These are the times of a collapsed Keren Ha'Yesod, the fund-raising arm for the Jewish Agency around the world other than in the United States -- KH as it is called is a fund-raising arm that raises no funds yet retains its voting privileges for 20% of the Jewish Agency Board. KH's Board includes some wonderful leaders -- men and women who have served on the JAFI Board in some instances for at least 30 years. (Did I mention the funds they raise barely covers the Keren Ha'Yesod organization's overhead leaving almost nothing to allocate to JAFI itself?) Some -- the Koschitzky Family comes to mind -- demonstrate their commitment annually in beautiful ways but KH lay and professional leadership have wholly failed to leverage the signifcant gifts KH has received to broaden the base and increase the pot.

And, lurking always, is the WZO, the World Zionist Organization, surely one of the most bizarre and controlling shadows in organized Jewish life. A decade ago the Jewish Agency leadership determined to reform its organizational structure and eliminate the WZO's particpation in its governance. Placing the negotiation of that reorganization in clearly the wrong hands, JAFI traded millions in annual grants to the WZO in consideration of which the WZO gave up its power to elect JAFI officers -- there was no change in WZO's ownership of the JAFI Board for the WZO continued and continues to appoint 50% of the Board and control 50% of the ownership of JAFI, 50% of the vote and contributes not a dollar to JAFI's Budget. And, in the decade since this a "worst deal of the century," WZO has positioned itself as a direct competitor of the Jewish Agency because: (1) they can; and (2) in Israel "conflict of interest" doesn't appear to exist even as a concept.

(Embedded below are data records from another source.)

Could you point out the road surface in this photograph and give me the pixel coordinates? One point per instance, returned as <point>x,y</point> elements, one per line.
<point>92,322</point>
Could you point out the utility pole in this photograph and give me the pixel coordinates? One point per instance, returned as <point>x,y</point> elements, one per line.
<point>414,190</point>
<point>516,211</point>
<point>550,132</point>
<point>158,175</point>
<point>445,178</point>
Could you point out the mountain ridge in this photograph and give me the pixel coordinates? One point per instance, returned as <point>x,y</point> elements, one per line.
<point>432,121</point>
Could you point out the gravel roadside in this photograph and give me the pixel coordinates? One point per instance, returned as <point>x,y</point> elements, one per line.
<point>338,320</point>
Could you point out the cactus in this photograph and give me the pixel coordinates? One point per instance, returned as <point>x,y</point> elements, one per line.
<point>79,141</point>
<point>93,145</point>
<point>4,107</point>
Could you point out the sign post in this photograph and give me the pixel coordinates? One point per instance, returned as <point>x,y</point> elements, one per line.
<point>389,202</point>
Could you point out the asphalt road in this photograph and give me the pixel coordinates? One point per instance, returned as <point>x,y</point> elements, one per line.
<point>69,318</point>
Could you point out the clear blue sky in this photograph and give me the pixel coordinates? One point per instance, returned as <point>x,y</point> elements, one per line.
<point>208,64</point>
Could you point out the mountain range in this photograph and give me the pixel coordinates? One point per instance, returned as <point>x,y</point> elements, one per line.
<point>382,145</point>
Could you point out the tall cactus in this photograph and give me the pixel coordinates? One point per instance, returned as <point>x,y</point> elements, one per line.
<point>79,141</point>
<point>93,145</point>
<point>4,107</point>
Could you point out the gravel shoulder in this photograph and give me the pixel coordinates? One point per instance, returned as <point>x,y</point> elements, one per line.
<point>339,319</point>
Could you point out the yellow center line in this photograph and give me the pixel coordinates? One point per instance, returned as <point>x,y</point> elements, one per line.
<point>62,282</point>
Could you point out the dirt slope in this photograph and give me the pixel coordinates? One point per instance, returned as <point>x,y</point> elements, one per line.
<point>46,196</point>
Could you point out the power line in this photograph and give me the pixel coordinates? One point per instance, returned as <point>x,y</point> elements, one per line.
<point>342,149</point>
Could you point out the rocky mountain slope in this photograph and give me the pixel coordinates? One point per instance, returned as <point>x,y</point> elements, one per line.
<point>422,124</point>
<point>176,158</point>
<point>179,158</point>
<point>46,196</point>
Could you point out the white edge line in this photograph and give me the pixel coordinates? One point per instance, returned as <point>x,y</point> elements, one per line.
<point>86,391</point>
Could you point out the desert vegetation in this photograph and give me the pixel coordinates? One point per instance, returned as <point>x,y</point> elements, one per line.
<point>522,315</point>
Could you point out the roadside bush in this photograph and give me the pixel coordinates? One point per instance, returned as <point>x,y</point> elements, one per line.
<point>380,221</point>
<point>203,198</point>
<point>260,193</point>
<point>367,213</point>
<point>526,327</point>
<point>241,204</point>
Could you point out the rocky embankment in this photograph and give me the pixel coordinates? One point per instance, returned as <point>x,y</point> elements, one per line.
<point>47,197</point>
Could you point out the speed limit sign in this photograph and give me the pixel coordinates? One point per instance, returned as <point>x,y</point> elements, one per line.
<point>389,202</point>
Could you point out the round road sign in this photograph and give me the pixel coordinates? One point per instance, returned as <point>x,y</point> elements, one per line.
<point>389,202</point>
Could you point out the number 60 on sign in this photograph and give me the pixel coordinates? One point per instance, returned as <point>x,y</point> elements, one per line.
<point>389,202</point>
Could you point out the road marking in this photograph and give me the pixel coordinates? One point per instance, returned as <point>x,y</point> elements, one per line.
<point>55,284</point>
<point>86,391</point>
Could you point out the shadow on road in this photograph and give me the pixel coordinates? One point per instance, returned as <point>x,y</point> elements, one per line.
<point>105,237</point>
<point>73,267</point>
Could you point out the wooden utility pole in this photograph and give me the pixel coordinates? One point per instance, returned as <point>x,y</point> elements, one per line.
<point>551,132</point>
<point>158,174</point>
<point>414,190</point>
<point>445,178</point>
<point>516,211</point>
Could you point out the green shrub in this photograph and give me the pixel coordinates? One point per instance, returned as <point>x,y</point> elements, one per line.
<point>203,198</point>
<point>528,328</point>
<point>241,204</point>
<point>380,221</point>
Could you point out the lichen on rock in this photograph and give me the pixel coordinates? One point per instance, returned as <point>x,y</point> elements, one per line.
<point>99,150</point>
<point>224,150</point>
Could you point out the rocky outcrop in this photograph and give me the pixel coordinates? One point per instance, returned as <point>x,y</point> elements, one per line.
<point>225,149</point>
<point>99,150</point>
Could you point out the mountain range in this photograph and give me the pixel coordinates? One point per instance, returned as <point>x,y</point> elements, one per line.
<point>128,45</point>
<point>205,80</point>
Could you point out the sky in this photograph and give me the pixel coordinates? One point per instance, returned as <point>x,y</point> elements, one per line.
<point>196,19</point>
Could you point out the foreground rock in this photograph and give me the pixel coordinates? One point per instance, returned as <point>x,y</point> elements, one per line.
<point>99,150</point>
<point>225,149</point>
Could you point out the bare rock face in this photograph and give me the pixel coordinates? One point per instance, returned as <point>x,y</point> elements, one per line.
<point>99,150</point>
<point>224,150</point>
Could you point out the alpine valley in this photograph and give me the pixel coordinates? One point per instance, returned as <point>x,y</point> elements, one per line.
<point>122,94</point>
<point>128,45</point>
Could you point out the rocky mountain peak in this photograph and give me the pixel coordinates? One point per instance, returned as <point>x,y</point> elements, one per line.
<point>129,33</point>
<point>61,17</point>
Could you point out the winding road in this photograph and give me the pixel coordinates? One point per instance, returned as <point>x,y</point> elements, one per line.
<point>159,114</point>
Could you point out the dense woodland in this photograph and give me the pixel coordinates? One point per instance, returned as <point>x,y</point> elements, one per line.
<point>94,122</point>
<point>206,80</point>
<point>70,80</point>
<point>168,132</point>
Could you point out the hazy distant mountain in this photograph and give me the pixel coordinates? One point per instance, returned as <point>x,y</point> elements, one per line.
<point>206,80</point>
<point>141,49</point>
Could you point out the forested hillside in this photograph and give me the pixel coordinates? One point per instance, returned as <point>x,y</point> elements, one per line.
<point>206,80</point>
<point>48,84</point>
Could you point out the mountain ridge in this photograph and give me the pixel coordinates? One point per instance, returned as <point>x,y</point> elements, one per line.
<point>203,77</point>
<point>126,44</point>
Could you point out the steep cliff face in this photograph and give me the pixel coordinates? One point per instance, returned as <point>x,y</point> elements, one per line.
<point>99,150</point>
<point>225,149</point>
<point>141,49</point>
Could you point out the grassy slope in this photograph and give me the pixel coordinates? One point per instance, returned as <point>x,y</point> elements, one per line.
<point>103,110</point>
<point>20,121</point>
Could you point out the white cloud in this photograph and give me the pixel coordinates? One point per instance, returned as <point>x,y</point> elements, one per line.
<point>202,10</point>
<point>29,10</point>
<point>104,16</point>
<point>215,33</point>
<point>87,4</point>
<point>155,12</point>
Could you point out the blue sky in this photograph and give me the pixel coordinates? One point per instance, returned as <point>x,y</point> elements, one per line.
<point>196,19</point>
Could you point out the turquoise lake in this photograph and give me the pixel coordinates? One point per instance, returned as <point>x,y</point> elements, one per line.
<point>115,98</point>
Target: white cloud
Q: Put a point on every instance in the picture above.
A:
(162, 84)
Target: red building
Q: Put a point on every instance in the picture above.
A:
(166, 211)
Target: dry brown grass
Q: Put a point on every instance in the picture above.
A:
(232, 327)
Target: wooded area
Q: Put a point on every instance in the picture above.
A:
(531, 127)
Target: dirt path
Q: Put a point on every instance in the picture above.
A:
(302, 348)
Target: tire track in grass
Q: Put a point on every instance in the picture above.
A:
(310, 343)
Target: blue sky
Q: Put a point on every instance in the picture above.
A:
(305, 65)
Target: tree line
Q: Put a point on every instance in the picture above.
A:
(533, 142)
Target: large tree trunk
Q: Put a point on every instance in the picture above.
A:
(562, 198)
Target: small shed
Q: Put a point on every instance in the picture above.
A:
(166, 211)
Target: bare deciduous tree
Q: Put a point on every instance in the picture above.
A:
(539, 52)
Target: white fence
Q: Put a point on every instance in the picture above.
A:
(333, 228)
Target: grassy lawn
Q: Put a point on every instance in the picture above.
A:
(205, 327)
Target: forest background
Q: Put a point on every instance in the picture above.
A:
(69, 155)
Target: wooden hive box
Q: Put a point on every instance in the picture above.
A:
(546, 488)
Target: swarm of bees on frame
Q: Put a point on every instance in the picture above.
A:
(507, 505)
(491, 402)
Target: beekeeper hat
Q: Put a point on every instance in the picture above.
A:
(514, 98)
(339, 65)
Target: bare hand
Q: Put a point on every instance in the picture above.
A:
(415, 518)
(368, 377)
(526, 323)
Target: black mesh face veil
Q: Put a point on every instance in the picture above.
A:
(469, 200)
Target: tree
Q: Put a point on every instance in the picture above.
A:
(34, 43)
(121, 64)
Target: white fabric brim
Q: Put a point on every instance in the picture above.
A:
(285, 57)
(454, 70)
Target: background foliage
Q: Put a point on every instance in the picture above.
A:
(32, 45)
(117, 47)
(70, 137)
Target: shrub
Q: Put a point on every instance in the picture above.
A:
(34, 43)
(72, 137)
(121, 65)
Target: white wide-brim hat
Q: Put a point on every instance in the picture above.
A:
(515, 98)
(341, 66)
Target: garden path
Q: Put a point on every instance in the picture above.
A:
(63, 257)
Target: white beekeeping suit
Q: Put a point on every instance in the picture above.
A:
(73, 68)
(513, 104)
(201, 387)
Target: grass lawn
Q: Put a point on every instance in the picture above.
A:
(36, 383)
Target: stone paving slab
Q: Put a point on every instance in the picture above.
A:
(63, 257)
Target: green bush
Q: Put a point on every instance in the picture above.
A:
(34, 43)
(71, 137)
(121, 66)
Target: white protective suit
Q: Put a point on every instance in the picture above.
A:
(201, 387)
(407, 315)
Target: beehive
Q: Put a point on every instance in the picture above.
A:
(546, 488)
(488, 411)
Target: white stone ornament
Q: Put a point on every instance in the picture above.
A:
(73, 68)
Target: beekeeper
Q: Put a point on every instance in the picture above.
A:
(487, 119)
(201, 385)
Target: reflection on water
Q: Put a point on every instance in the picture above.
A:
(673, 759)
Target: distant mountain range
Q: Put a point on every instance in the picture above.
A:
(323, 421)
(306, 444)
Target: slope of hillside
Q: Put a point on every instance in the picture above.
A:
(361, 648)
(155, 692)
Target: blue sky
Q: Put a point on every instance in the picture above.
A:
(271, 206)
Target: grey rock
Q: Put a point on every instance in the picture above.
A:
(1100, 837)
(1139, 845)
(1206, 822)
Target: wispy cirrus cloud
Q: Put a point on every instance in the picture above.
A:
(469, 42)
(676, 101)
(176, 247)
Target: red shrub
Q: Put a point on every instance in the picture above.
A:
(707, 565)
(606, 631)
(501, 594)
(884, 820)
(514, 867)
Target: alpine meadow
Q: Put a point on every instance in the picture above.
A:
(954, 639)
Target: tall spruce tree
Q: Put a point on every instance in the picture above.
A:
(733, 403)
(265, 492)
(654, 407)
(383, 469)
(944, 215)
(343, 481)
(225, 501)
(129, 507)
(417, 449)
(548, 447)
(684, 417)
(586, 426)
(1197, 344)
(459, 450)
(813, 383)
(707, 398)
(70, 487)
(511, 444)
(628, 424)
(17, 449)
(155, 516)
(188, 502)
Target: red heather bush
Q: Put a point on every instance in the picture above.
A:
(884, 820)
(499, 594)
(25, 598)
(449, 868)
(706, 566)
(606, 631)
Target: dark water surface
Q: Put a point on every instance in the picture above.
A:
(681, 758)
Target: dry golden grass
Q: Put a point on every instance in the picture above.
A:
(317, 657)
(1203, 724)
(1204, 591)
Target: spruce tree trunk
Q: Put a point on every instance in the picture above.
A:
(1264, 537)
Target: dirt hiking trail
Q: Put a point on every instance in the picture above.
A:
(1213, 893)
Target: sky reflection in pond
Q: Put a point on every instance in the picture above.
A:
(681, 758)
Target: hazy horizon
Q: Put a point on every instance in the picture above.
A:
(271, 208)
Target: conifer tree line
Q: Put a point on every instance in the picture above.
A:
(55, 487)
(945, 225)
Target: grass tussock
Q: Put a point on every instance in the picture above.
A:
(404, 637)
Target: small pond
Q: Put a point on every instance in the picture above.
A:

This balagan leaves the Jewish Agency facing a most serious financial crisis approaching the catastrophic. Let's review: allocations from the federations through JFNA will approach collapse after year-after-year low point after low point; funding from Keren Ha'Yesod will also reach a nadir; the WZO will continue to fund only its own activities, many of which conflict with the Jewish Agency's own work. This will leave JAFI at the mercy of the Government of Israel and the funds it allocates to the Agency's work on the Goverment's behalf. And, lurking like an immense black cloud over all of this is the JAFI pension debt obligation; the debt about which no one speaks.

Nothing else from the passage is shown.